Они не повернули назад, петлей пересекая самих себя. Не затерялись среди множества других путей, не разбежались в стороны, породив множество ответвлений, каждое из которых породило свои, создавая первозданный хаос. Конец рельсам клало не естественное препятствие в виде особенности пейзажа, не последствия взрыва или иного несчастья, не устраненные до сих пор ангелом.
Рельсы просто
В каком-то дворе, в тени какого-то строения они приближались к стене и там обрывались. Из стены над ними торчала скоба, а на ней — два пистона, предназначенные словно для того, чтобы отталкивать подошедшие близко поезда, а железнодорожная ветка под ними
ПРОСТО
ОБРЫВАЛАСЬ.
Это было противоестественно, святотатственно. Это противоречило самой сути железной дороги — головоломки без конца. Ведь это был именно он —
— Конец пути, — выговорила, наконец, Кальдера. Сами слова звучали как богохульство. — Так вот что они искали. Мама и папа. Конец пути.
Наступило долгое молчание, во время которого все обалдело созерцали свое невозможное открытие. Между тем Шэм отметил про себя, что все еще слышит тот непрерывный далекий шелестящий звук.
— Кто бы мог подумать, — сказал Деро неживым голосом, — что рельсы когда-нибудь кончаются, да?
— Может, это и не конец, — возразил Шэм. — Может, это просто начало рельсоморья.
Там, где заканчивалась колея и обрывались рельсы — обрывались рельсы! — в город уходила лестница с полуобрушенными бетонными ступеньками. Деро стал карабкаться по ней, а Дэйби кружила у него над головой. Кальдера, по-прежнему не спуская глаз с обрыва путей, шагнула к дыре, которая когда- то была дверью в том, что когда-то было стеной того, что когда-то было зданием. Вдруг ее шаги ускорились.
— Куда ты? — крикнул Шэм. Она метнулась внутрь. Шэм выругался.
— Скорее! — завопил Деро сверху. И куда-то побежал. Из глубины здания донеслось громкое «ах!» Кальдеры.
— Деро, подожди! — крикнул Шэм. Пока он дрожал от возбуждения, капитан Напхи пошла следом за Кальдерой. — Деро, вернись! — крикнул он опять и поспешил за старшей Шроак в темноту.

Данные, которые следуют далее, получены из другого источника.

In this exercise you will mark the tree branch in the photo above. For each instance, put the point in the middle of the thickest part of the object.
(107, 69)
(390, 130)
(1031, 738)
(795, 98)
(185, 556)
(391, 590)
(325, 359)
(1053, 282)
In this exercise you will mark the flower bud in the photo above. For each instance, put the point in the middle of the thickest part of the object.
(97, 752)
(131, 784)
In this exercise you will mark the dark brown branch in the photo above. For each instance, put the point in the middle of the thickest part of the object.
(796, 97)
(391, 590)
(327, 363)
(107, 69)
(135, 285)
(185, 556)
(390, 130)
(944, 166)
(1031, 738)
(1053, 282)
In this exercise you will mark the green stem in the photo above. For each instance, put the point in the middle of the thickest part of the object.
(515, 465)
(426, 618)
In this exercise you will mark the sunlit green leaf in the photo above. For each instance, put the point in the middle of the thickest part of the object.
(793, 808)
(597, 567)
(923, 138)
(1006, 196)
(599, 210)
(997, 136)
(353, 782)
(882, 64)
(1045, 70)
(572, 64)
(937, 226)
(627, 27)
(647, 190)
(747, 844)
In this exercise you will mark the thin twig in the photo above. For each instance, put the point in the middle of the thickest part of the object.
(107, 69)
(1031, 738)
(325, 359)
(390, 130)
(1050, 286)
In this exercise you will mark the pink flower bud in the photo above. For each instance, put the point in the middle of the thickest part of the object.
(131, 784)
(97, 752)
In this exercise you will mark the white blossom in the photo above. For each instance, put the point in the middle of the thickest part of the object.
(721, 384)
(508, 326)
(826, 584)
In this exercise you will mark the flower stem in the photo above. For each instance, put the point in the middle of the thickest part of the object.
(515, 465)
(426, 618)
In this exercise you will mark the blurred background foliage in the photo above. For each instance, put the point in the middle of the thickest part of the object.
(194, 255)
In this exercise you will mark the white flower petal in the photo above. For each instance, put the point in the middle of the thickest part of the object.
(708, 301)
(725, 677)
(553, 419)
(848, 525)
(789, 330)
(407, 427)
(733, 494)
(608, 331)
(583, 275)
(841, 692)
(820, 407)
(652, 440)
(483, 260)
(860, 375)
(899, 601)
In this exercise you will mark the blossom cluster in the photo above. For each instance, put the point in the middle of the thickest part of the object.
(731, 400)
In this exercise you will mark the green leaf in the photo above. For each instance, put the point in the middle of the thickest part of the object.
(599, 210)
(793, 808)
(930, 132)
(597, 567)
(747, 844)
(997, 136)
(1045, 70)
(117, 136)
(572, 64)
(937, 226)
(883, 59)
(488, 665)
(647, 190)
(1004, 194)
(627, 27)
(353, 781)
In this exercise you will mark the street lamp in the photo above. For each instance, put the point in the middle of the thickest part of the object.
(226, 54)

Косые лучи солнечного света вперемешку с серыми порывами пыльного ветра наполняли то, что еще хранило воспоминания о своем прошлом как комнаты. На несколько футов над полом поднимались зигзагообразные обломки лестницы. Когда-то в этом замке рядом с путями было много этажей. Ничего не осталось; путешественники стояли на бетонированном дне огромного колодца, по щиколотку в осколках битых пластиковых столов и ординаторов. Останки мозаики из мятых квадратных ящиков украшали стену там, где некогда возвышался каталожный шкаф от пола до потолка. Одни ящики стояли нараспашку, бумажное содержимое вывалилось из них и давно превратилось в труху. Другие завалило обломками так, что до них было не достать, третьи безнадежно заклинило.